Bus operator in Sydney, Australia

McVicar's Bus Services was an Australian bus operator that operated services in the south-west suburbs of Sydney from 1919 until 1978.

==Company history==
McVicar's Bus Service was founded in 1929 when Archibald Robert Brownlow McVicar began a bus service from Lidcombe railway station to Berala. McVicar extended the service to Regents Park and gained permission to run from Lidcombe to the Lidcombe State Hospital on Sunday afternoons: there was considerable business for bus operators running to hospitals and cemeteries on Sundays. In 1923 McVicar's weekly service to the hospital was increased to a daily frequency. In 1925, McVicar was given permission to operate a bus service between Cabramatta and Bankstown. In 1926, McVicar was granted approval to continue using solid tyres instead of pneumatic tyres.

By 1927 McVicar was operating from Bankstown to the Milperra Soldiers' Settlement as well as Picnic Point, East Hills and Panania. In 1930 McVicar's began running between Bankstown and Burwood. A depot was developed on the corner of James and Joseph Streets, Lidcombe, and in 1935 Arch was joined by his son, Arch McVicar Junior, as an apprentice mechanic and in that year the first diesel engine bus was acquired for the firm.
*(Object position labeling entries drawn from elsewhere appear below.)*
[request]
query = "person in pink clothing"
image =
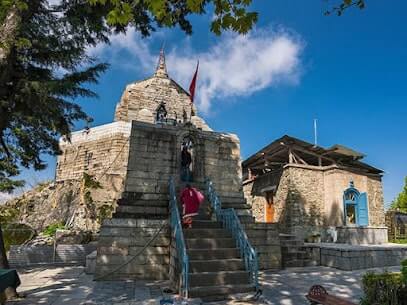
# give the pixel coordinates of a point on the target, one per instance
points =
(191, 198)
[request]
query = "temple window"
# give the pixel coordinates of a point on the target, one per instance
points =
(161, 114)
(355, 207)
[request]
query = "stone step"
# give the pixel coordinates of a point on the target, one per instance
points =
(135, 223)
(206, 224)
(291, 243)
(146, 210)
(218, 293)
(298, 263)
(130, 231)
(236, 197)
(121, 215)
(216, 265)
(284, 236)
(146, 203)
(144, 196)
(207, 233)
(219, 278)
(241, 206)
(246, 219)
(210, 243)
(212, 254)
(295, 255)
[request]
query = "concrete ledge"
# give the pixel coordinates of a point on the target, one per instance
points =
(23, 256)
(362, 235)
(350, 257)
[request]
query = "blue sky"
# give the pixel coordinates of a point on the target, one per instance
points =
(348, 72)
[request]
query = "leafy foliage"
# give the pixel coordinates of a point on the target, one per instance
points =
(404, 271)
(386, 288)
(45, 71)
(16, 234)
(344, 5)
(400, 203)
(52, 228)
(229, 14)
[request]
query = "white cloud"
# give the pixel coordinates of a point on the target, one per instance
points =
(233, 66)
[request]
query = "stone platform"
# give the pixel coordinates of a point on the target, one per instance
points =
(362, 235)
(71, 286)
(354, 257)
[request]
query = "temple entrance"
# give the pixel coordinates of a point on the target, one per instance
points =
(187, 157)
(269, 208)
(355, 207)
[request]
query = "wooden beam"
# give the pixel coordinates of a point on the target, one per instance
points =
(295, 147)
(262, 159)
(297, 157)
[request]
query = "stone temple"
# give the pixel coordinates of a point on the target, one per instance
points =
(133, 158)
(287, 192)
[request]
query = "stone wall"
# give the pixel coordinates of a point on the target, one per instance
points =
(255, 192)
(337, 180)
(312, 197)
(155, 155)
(141, 100)
(123, 252)
(264, 238)
(347, 257)
(101, 152)
(24, 256)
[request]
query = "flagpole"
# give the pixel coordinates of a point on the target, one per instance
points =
(192, 87)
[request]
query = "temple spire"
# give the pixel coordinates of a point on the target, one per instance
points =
(161, 70)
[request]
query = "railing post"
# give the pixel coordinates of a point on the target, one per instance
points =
(230, 221)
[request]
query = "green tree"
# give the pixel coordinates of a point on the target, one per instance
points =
(44, 66)
(400, 202)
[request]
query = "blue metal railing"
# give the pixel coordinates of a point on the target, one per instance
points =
(230, 221)
(176, 228)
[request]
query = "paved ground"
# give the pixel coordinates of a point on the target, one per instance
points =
(71, 286)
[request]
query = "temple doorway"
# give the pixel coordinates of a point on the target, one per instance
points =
(269, 208)
(187, 157)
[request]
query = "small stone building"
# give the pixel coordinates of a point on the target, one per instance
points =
(307, 188)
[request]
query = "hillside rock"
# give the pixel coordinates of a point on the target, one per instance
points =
(53, 203)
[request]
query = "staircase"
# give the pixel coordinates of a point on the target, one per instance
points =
(216, 268)
(135, 207)
(293, 253)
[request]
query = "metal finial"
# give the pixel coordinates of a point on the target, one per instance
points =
(161, 70)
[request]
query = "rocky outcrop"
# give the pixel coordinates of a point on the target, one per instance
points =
(66, 203)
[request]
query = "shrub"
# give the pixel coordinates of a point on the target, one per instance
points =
(404, 271)
(16, 234)
(383, 289)
(52, 228)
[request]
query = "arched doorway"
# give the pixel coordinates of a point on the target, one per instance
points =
(187, 159)
(269, 207)
(355, 207)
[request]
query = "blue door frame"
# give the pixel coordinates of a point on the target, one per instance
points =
(353, 198)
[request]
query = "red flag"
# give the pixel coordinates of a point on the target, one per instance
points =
(193, 84)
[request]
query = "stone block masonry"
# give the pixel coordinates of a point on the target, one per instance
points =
(122, 254)
(352, 257)
(308, 199)
(155, 155)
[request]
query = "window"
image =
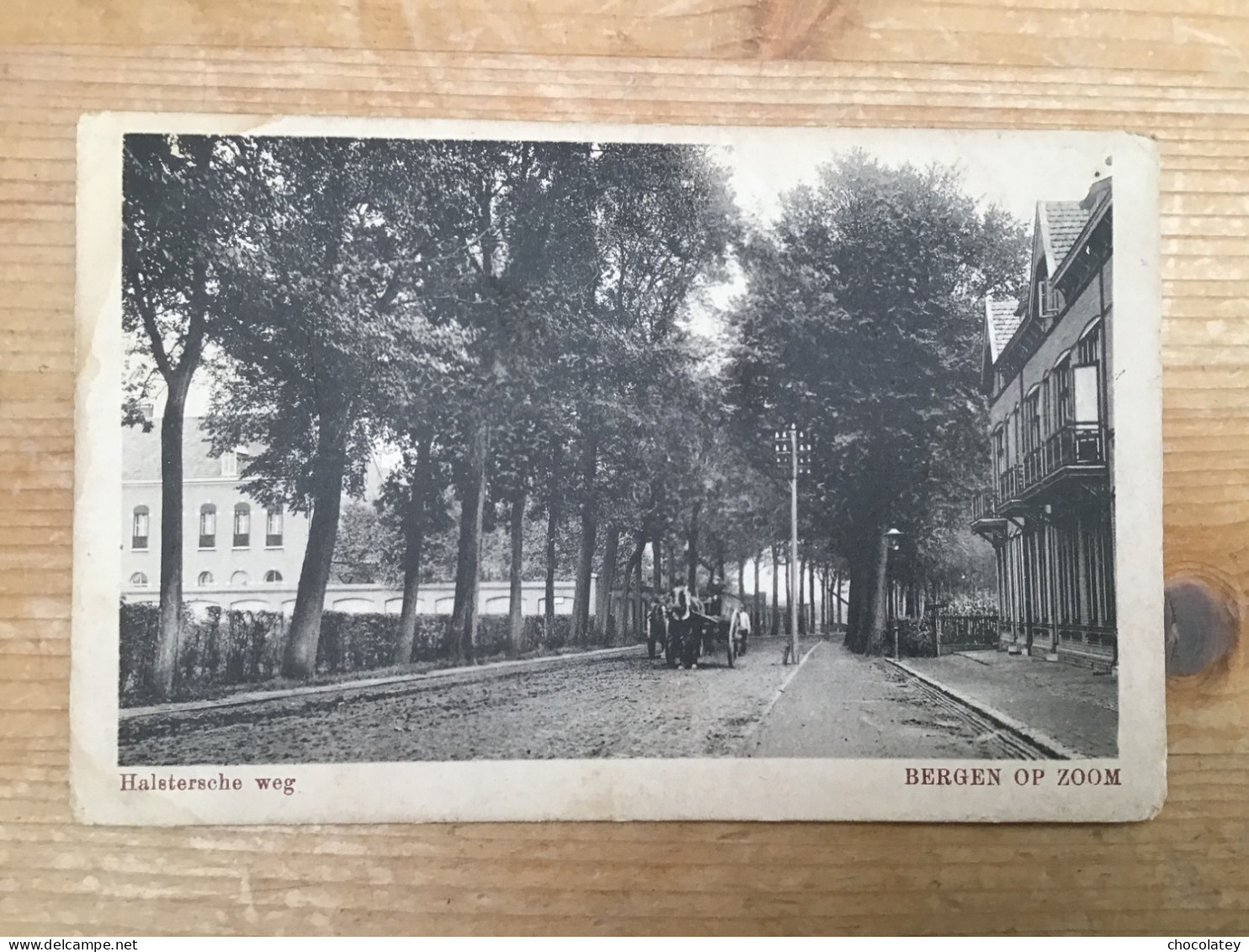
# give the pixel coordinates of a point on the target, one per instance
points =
(274, 529)
(1086, 394)
(1047, 412)
(1087, 376)
(208, 526)
(1063, 391)
(242, 526)
(1032, 420)
(139, 528)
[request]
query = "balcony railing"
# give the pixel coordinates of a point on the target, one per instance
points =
(985, 505)
(1009, 484)
(1073, 445)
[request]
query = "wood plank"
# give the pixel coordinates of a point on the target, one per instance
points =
(1164, 67)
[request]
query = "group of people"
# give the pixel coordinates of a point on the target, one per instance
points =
(680, 605)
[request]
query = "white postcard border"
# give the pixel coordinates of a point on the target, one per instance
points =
(720, 789)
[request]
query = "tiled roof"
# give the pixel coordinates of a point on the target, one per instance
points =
(1063, 222)
(140, 453)
(1002, 319)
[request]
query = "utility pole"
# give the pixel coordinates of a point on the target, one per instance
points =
(794, 544)
(792, 448)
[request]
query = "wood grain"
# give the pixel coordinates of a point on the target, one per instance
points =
(1172, 69)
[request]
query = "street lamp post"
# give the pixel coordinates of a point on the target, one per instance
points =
(890, 539)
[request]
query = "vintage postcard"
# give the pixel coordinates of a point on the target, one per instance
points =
(467, 471)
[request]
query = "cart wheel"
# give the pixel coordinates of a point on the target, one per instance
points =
(689, 654)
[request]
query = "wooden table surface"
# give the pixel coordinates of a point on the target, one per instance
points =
(1172, 69)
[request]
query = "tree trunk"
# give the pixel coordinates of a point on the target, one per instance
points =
(876, 619)
(776, 593)
(802, 595)
(692, 551)
(413, 544)
(549, 601)
(757, 621)
(606, 583)
(327, 470)
(854, 636)
(588, 541)
(624, 617)
(657, 557)
(170, 632)
(515, 604)
(789, 598)
(472, 500)
(811, 588)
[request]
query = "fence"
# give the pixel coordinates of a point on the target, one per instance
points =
(224, 650)
(939, 634)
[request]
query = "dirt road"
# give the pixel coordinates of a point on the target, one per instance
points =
(612, 707)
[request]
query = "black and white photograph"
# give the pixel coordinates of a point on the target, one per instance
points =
(454, 471)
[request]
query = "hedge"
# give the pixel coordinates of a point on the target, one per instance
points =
(224, 649)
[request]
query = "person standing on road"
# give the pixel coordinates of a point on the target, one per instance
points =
(743, 627)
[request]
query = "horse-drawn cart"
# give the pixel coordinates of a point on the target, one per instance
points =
(688, 630)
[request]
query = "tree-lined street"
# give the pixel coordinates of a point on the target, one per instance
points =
(836, 705)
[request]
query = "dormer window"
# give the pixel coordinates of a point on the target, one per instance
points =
(139, 529)
(1050, 299)
(242, 526)
(208, 526)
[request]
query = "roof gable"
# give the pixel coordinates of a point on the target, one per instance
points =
(140, 453)
(1001, 322)
(1060, 225)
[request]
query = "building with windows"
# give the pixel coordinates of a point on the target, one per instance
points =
(240, 555)
(1050, 513)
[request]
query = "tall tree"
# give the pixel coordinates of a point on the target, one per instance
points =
(862, 322)
(341, 273)
(180, 196)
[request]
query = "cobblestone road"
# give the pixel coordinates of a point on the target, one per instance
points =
(609, 707)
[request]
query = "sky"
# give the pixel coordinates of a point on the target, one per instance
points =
(1012, 170)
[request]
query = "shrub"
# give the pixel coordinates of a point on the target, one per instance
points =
(221, 649)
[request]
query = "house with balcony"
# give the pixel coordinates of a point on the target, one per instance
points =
(1047, 370)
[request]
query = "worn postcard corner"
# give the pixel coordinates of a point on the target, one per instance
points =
(454, 471)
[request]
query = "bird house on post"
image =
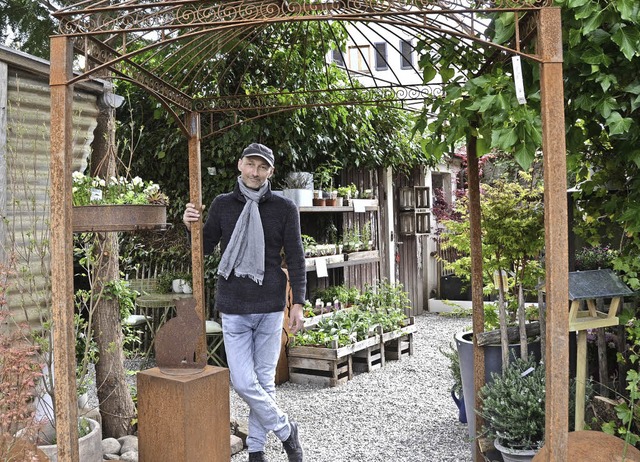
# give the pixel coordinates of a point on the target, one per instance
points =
(585, 288)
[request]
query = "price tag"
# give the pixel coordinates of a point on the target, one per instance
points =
(517, 78)
(96, 195)
(321, 268)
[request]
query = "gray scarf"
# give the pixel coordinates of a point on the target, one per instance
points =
(244, 254)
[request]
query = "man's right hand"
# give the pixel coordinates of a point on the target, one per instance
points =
(190, 215)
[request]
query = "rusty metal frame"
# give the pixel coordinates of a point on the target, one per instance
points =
(124, 37)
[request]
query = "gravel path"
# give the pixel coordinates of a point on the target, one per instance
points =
(399, 413)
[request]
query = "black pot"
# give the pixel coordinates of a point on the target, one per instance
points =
(492, 363)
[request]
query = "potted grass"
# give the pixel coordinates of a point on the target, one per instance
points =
(298, 186)
(513, 408)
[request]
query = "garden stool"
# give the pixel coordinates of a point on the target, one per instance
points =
(214, 343)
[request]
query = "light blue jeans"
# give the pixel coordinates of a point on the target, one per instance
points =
(252, 345)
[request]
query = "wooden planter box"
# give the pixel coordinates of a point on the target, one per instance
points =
(108, 218)
(327, 367)
(369, 359)
(399, 343)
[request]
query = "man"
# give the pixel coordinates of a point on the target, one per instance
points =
(253, 226)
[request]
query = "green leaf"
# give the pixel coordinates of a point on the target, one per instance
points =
(593, 23)
(618, 124)
(595, 55)
(628, 9)
(576, 3)
(627, 39)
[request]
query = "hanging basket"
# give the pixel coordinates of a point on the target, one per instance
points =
(110, 218)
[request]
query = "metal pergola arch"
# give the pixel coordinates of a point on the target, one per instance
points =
(123, 37)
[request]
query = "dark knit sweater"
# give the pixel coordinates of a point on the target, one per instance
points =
(281, 225)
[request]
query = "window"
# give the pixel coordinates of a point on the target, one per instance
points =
(359, 57)
(406, 55)
(338, 57)
(381, 56)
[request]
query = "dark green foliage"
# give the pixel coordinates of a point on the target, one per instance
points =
(592, 258)
(513, 405)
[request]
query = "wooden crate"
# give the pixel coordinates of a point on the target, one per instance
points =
(327, 367)
(399, 343)
(369, 359)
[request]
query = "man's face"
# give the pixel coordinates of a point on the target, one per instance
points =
(254, 171)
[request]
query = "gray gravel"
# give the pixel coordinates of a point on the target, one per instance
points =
(402, 412)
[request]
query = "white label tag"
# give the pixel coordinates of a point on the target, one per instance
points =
(321, 268)
(96, 195)
(517, 78)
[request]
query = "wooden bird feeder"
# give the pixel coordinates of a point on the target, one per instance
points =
(585, 287)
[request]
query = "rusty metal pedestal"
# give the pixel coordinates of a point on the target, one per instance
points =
(184, 417)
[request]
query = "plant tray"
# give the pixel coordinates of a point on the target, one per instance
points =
(111, 218)
(321, 372)
(327, 367)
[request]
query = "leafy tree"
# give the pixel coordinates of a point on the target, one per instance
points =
(512, 242)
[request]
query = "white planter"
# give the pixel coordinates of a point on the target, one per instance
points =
(300, 197)
(514, 455)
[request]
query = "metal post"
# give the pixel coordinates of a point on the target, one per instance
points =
(197, 252)
(61, 250)
(556, 234)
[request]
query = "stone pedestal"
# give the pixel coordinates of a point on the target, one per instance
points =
(184, 417)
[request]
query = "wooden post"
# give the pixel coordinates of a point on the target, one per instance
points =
(476, 281)
(581, 378)
(556, 233)
(197, 252)
(61, 250)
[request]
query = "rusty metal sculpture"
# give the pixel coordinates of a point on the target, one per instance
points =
(177, 340)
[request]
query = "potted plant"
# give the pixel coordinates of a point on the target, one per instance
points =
(512, 243)
(298, 186)
(456, 389)
(116, 204)
(513, 406)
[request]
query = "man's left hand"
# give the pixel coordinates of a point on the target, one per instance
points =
(296, 319)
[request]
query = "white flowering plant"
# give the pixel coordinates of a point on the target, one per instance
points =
(88, 190)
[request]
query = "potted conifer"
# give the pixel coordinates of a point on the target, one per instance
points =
(513, 406)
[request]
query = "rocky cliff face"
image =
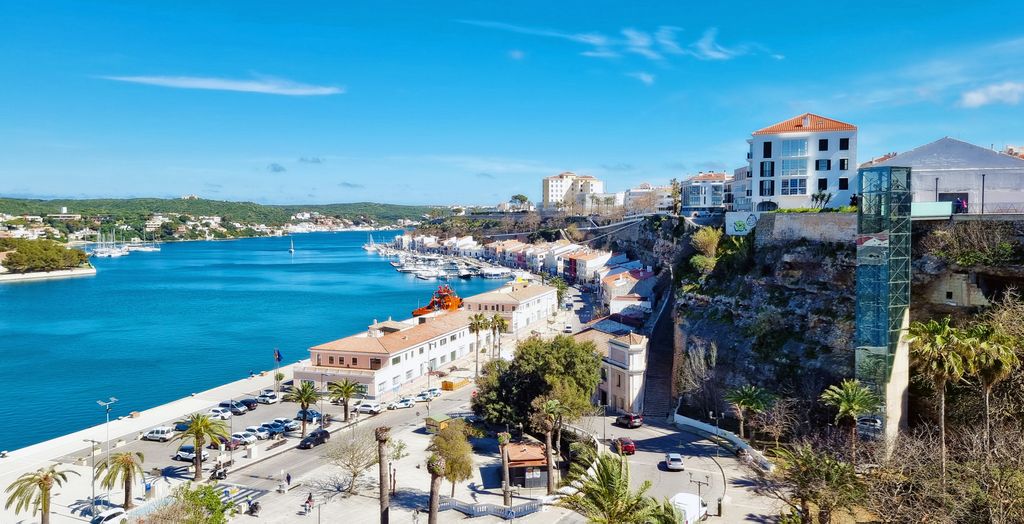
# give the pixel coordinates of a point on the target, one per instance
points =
(783, 318)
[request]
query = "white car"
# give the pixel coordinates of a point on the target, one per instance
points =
(674, 462)
(161, 434)
(260, 432)
(245, 437)
(220, 412)
(369, 407)
(268, 398)
(112, 516)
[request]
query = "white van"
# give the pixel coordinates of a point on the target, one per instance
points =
(691, 508)
(161, 434)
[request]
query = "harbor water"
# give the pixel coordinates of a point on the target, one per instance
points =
(152, 328)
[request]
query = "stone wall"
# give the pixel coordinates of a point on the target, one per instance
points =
(779, 228)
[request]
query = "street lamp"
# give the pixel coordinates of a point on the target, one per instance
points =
(107, 407)
(92, 460)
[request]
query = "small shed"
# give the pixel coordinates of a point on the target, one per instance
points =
(436, 423)
(527, 465)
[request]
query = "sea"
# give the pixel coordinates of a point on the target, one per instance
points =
(152, 328)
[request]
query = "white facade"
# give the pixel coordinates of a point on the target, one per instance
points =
(793, 160)
(520, 304)
(569, 187)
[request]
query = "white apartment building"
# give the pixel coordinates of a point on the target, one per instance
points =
(568, 187)
(520, 304)
(705, 191)
(795, 159)
(391, 353)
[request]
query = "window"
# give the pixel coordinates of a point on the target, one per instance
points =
(796, 147)
(795, 167)
(795, 186)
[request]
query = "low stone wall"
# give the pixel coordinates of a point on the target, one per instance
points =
(775, 228)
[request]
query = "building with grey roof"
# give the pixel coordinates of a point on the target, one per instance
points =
(946, 169)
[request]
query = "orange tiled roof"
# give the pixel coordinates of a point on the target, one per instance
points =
(814, 123)
(399, 341)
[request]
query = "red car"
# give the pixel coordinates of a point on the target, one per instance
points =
(625, 445)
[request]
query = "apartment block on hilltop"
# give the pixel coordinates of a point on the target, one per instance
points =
(520, 304)
(797, 158)
(391, 353)
(568, 188)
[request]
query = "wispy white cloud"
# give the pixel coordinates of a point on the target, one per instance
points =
(265, 85)
(646, 78)
(1006, 92)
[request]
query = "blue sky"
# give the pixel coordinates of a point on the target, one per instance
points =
(472, 101)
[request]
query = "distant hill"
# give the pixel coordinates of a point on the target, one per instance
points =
(238, 211)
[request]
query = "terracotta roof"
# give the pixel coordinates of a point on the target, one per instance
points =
(399, 341)
(522, 454)
(632, 339)
(511, 294)
(814, 123)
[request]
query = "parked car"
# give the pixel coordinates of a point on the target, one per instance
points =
(112, 516)
(310, 416)
(289, 424)
(314, 438)
(369, 407)
(268, 398)
(246, 437)
(274, 428)
(625, 445)
(219, 412)
(161, 434)
(401, 403)
(260, 432)
(235, 406)
(228, 443)
(187, 453)
(630, 420)
(674, 462)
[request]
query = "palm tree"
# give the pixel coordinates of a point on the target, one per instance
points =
(503, 445)
(435, 466)
(34, 489)
(745, 399)
(478, 323)
(498, 325)
(343, 391)
(305, 395)
(937, 352)
(993, 362)
(203, 429)
(545, 413)
(127, 467)
(383, 434)
(603, 495)
(852, 400)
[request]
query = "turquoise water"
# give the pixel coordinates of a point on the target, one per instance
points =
(152, 328)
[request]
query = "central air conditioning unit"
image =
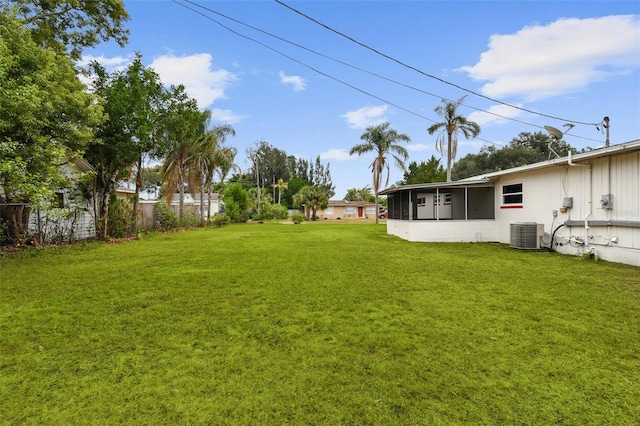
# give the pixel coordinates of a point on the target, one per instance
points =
(526, 235)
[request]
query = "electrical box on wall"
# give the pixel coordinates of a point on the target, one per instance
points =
(607, 201)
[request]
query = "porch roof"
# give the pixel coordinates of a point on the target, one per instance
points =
(487, 178)
(436, 185)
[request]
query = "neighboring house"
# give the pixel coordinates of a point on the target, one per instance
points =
(586, 203)
(193, 204)
(342, 209)
(71, 218)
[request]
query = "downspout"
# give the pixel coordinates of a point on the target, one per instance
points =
(587, 247)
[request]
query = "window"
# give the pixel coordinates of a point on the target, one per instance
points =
(59, 200)
(512, 195)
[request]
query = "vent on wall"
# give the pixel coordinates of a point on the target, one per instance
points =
(526, 235)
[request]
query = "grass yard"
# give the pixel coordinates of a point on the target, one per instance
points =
(311, 324)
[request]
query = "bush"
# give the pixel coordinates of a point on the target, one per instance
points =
(219, 220)
(280, 212)
(273, 211)
(165, 218)
(119, 224)
(189, 219)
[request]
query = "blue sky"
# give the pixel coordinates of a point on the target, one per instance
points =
(577, 61)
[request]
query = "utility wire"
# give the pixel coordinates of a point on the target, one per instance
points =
(341, 62)
(354, 66)
(280, 2)
(302, 63)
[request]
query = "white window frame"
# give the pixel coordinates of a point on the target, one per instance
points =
(513, 192)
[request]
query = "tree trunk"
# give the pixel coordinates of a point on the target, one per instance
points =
(202, 199)
(17, 217)
(134, 219)
(102, 228)
(377, 209)
(448, 157)
(210, 195)
(181, 193)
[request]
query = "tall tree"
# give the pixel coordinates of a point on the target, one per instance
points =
(449, 128)
(359, 194)
(183, 124)
(132, 101)
(46, 117)
(71, 25)
(526, 148)
(431, 171)
(280, 186)
(384, 142)
(217, 158)
(313, 198)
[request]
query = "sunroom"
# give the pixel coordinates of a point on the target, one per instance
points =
(442, 211)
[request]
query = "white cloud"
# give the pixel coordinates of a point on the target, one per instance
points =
(335, 154)
(196, 74)
(365, 117)
(565, 56)
(116, 63)
(502, 115)
(225, 116)
(419, 147)
(295, 81)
World War II saw the firm restricting the number of vehicles to 12 despite the heavy passenger demands operating to and from essential industries, working a daily three-shift operation. By 1953 McVicars had 31 vehicles.

In 1951 a bus was stolen from McVicar's and abandoned at Clyde.

In February 1962 Archibald McVicar Snr died at the age of 72.. Arch McVicar Jnr and his sister Mavis took over the running of the business. Mavis had joined the office side of the operation in 1931 after leaving school taking over from Mrs McVicar Snr. She was the mainstay of the company's administration for nearly 40 years.

The family decided to sell the business in 1978.
The company was split three ways on 25 March 1978:
- Routes 12, 22, 23, 24, 38, 125 & 137 to Bankstown Bus Lines, later renamed South Western Coach Lines
- Route 27 to Bankstown-Strathfield Bus Service
- Route 123 to Drummond Transit

As of September 2026, these routes are operated by Transit Systems and U-Go Mobility in a modified form as part of the region 3 and 10 Sydney metropolitan bus service contracts.

==Routes==

| Route | Start | End |
|---|---|---|
| 12 | Bankstown | Milperra Bridge via Panania |
| 22 | Bankstown | East Hills via Milperra |
| 23 | Bankstown | Picnic Point and East Hills with additional daytime services operating from East Hills to Roselands Shopping Centre |
| 24 | Bankstown | One Tree Point via Padstow |
| 27 | Bankstown | Strathfield |
| 38 | Bankstown | Revesby Heights via Padstow |
| 123 | Lidcombe | Regents Park |
| 125 | Bankstown | Lidcombe |
| 137 | Padstow | Panania |

==Fleet==
When the business was sold in 1978 the fleet consisted of 53 buses, mainly AECs and Leylands operating on nine routes. McVicar's livery was a red body with cream window pillars and a brown roof with a McVicar Omnibus Service monogram on the sides. A variation of this livery was adopted by Bankstown-Strathfield Bus Service and remained in use until the operation was sold to Transit First in May 2003.